Elfman scaled back the heroics for this effort, complementing Burton’s greater focus on Batman’s adversaries. Penguin’s theme is a lament in the tenor and bass region, led by the harp and wind section, accompanied at times by a distinctly Elfman-esque female choir. Catwoman is treated primarily with grating violin glissandi (one can almost hear the mewling of a feline), with an additional descending melody as equally lamentable as and a little more heart-wrenching than Penguin’s. The blending and interplay between these themes and Batman’s theme lends the third act a great dramatic and narrative heft. On paper, Elfman gets everything right. His new themes epitomize the damaged souls of the central characters and they mingle well with each other and are properly developed over the course of the score. The film is less brashly action packed and more melancholy than its predecessor with the added weight of the Christmastime setting, all of which Elfman expertly accentuates.
|1993 Reprise release|
Batman: Mask of the Phantasm (1993) – Shirley Walker
Success breeds success, and out of the success of Burton’s Batman films grew Batman: The Animated Series, which ran for three years in the early ‘90s. The show was praised for its dark tone, animation, and storytelling, and inspired a theatrical film set in the same universe. In it, Batman (voice of Kevin Conroy) must stop a mysterious killer who dresses like him, all while confronting an old flame (Dana Delany) and his perpetual nemesis the Joker (Mark Hamill – yes, that Mark Hamill). Lending her music to the film was Shirley Walker, who was the primary contributor to the music of The Animated Series and played an instrumental role as orchestrator for Elfman’s Batman.
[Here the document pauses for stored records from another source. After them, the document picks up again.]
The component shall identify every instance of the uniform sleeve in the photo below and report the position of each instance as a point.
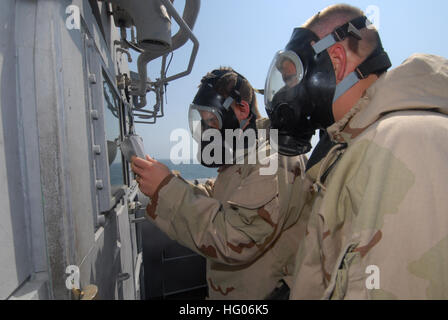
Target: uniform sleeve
(233, 232)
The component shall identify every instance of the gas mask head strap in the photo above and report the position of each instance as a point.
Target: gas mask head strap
(351, 28)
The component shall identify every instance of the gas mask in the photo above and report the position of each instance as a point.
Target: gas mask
(210, 115)
(301, 85)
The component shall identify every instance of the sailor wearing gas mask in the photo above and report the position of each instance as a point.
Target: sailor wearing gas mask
(379, 224)
(244, 222)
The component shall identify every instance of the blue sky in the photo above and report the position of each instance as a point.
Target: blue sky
(245, 35)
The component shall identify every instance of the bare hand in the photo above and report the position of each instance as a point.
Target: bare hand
(150, 174)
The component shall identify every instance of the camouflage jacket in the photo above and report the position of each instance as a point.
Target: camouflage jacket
(240, 223)
(379, 222)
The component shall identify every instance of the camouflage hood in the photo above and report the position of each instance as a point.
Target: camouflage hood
(419, 83)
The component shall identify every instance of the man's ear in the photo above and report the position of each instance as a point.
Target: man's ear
(338, 56)
(242, 110)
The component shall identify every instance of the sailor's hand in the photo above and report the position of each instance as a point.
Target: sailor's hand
(150, 173)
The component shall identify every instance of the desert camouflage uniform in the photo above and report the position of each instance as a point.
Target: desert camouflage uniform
(379, 225)
(239, 223)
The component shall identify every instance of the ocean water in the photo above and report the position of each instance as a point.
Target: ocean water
(187, 171)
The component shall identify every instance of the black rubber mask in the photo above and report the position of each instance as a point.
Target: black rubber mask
(299, 92)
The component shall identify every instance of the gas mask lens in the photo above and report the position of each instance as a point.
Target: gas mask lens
(201, 118)
(286, 71)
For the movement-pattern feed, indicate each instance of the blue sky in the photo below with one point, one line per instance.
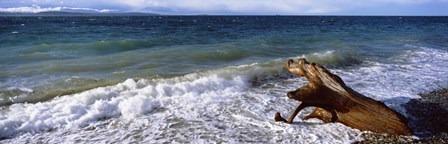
(237, 7)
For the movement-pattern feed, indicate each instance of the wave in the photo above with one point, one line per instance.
(222, 103)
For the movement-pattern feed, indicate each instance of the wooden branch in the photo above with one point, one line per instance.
(335, 102)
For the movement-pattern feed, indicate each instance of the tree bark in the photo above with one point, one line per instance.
(335, 102)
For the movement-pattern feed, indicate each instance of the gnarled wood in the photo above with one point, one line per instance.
(335, 102)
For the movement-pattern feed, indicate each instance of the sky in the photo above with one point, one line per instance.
(236, 7)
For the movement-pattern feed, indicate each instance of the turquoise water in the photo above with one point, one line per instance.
(223, 72)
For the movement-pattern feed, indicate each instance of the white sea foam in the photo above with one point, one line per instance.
(219, 105)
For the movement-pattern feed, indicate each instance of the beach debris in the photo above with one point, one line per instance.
(336, 102)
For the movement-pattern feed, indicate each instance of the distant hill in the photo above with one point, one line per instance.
(66, 13)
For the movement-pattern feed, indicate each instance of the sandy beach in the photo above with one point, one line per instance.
(427, 117)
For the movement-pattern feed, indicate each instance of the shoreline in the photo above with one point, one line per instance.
(427, 118)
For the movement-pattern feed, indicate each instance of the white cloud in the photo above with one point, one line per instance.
(217, 6)
(37, 9)
(236, 6)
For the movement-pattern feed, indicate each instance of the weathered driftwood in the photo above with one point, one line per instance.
(335, 102)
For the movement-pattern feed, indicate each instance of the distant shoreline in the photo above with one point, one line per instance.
(64, 13)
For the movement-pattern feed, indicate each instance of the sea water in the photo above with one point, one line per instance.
(201, 79)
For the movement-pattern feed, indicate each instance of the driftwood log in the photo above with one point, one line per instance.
(335, 102)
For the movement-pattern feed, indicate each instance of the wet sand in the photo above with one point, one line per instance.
(427, 118)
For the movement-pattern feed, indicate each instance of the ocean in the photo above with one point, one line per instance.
(202, 79)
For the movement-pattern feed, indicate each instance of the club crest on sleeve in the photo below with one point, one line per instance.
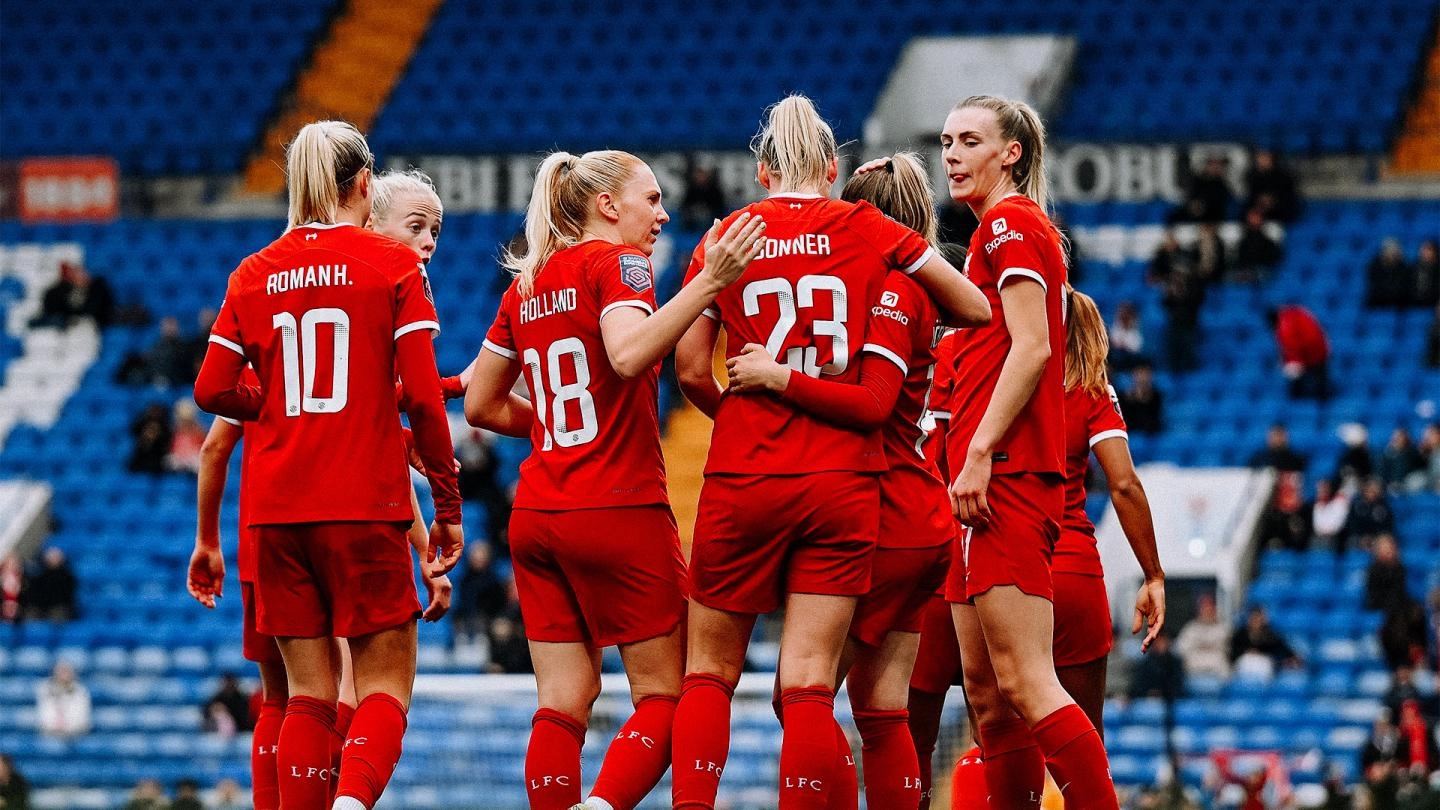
(635, 273)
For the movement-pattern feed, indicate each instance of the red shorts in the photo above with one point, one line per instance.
(1083, 630)
(255, 644)
(343, 580)
(599, 577)
(762, 536)
(938, 662)
(902, 582)
(1017, 544)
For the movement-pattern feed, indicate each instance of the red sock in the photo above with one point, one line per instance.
(553, 760)
(303, 753)
(807, 747)
(892, 770)
(1014, 766)
(372, 748)
(264, 779)
(699, 754)
(1076, 758)
(640, 753)
(344, 714)
(844, 794)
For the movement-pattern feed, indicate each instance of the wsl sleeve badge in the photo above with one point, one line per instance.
(635, 273)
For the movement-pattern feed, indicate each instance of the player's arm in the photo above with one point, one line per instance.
(206, 574)
(490, 401)
(1134, 510)
(1024, 301)
(861, 407)
(694, 365)
(637, 340)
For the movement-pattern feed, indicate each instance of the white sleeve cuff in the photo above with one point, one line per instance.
(919, 263)
(229, 345)
(501, 350)
(416, 326)
(1103, 435)
(1014, 271)
(886, 353)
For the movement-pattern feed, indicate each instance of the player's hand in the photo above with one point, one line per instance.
(1149, 611)
(727, 255)
(438, 591)
(206, 575)
(753, 369)
(447, 544)
(968, 490)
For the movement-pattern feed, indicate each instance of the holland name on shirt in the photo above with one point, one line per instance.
(543, 304)
(313, 276)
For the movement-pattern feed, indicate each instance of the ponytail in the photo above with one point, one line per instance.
(1087, 348)
(321, 166)
(560, 203)
(795, 144)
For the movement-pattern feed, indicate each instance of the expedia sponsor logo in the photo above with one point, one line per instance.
(998, 241)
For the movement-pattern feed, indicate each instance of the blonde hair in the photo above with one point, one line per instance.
(1087, 346)
(900, 190)
(390, 185)
(1018, 121)
(795, 143)
(560, 206)
(321, 166)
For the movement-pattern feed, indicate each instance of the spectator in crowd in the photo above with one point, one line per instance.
(1278, 454)
(62, 704)
(1257, 254)
(15, 789)
(1305, 350)
(186, 438)
(1388, 278)
(151, 435)
(1370, 516)
(1142, 402)
(704, 199)
(1270, 188)
(232, 705)
(1329, 510)
(1401, 467)
(1257, 649)
(77, 296)
(1126, 337)
(52, 590)
(12, 588)
(1203, 643)
(1159, 673)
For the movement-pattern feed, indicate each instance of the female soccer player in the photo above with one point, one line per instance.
(791, 503)
(1095, 424)
(916, 525)
(1007, 454)
(329, 316)
(595, 546)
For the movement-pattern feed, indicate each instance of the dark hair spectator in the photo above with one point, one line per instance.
(1270, 188)
(52, 588)
(77, 296)
(1142, 402)
(1305, 350)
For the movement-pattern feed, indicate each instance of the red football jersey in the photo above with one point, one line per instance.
(905, 327)
(805, 299)
(317, 313)
(596, 435)
(1089, 421)
(1014, 239)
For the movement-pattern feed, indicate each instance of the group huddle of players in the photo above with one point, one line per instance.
(897, 460)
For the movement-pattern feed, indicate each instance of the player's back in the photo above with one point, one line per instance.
(596, 435)
(807, 300)
(317, 313)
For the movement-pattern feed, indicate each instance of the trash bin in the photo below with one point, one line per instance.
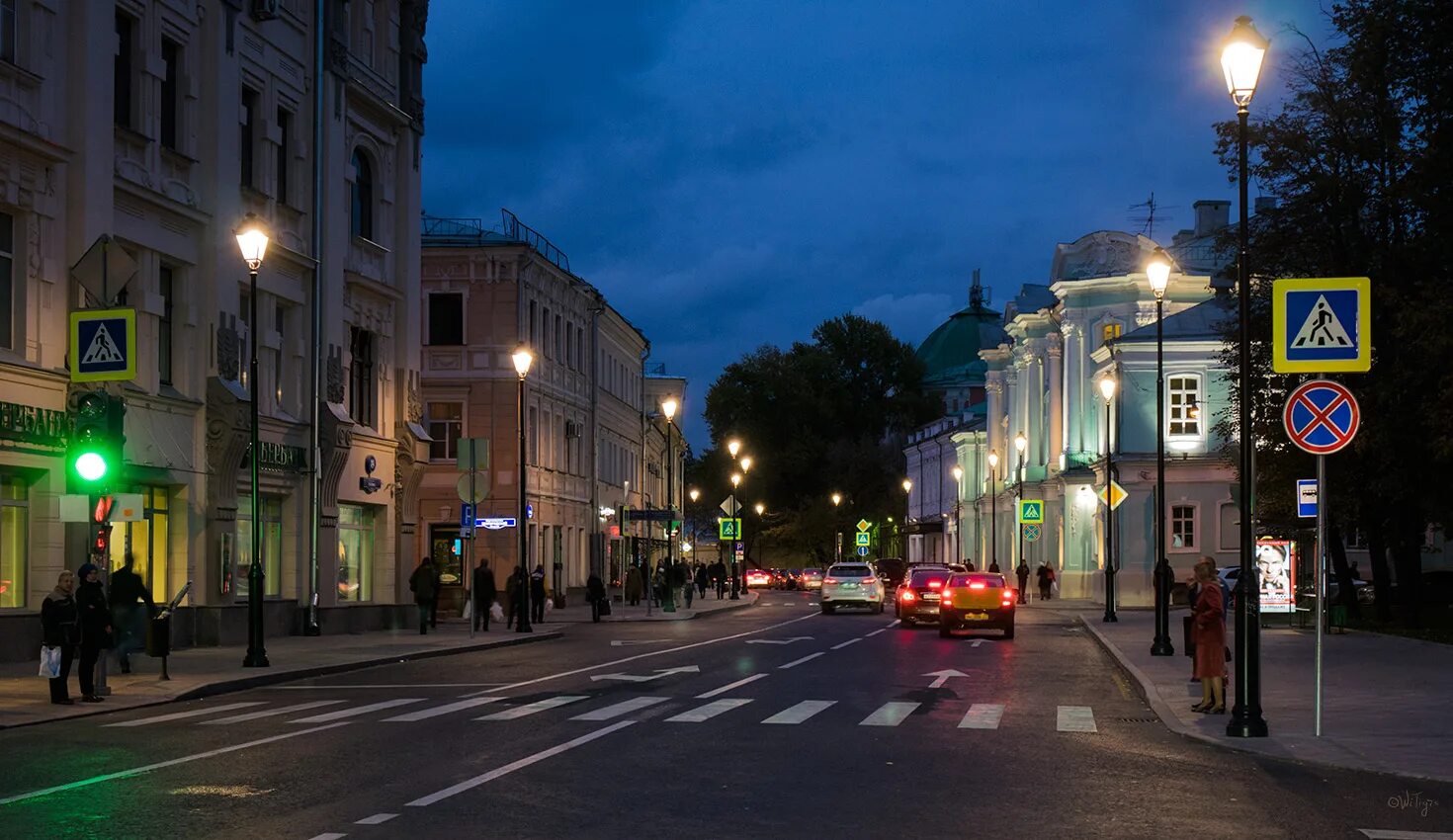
(158, 635)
Needless to say, Walker was the most qualified composer for the job, and she doesn’t disappoint, crafting a score that, while distinctly different in style to the other Bat-scores, still captures the essence of the Dark Knight.
Batman is represented with a rising theme that sometimes continues its heroic ascent, but sometimes falls back down, reemphasizing the duality of Batman and Bruce Wayne. In either incarnation, it remains firmly in the bass region, just as Gotham’s hero uses the shadows of his city to aid him. Walker also boosts the operatic, larger than life aspect of the proceedings with a full choir, vaguely reminiscent of both Basil Poledouris’ The Hunt for Red October and Elfman’s cooing choir from Batman Returns. The choir is heard prominently in “Main Title” and reveals a more sensitive side in “First Love” and “The Birth of Batman.” The centerpiece of the score is “The Big Chase,” which rapidly twists its way through a variety of tempos and rhythms, even giving the militaristic snare of Batman a few rips for good measure. The original score release is available digitally and contains about half an hour of Walker’s score. An expanded release from La-La Land Records was printed in 2009, but is sadly out of stock and very difficult to find. Even on its abridged release, Walker’s Mask of the Phantasm score is quite excellent and while it may not offer any hair-raising moments on par with anything from Elfman’s original, provides plenty to enjoy.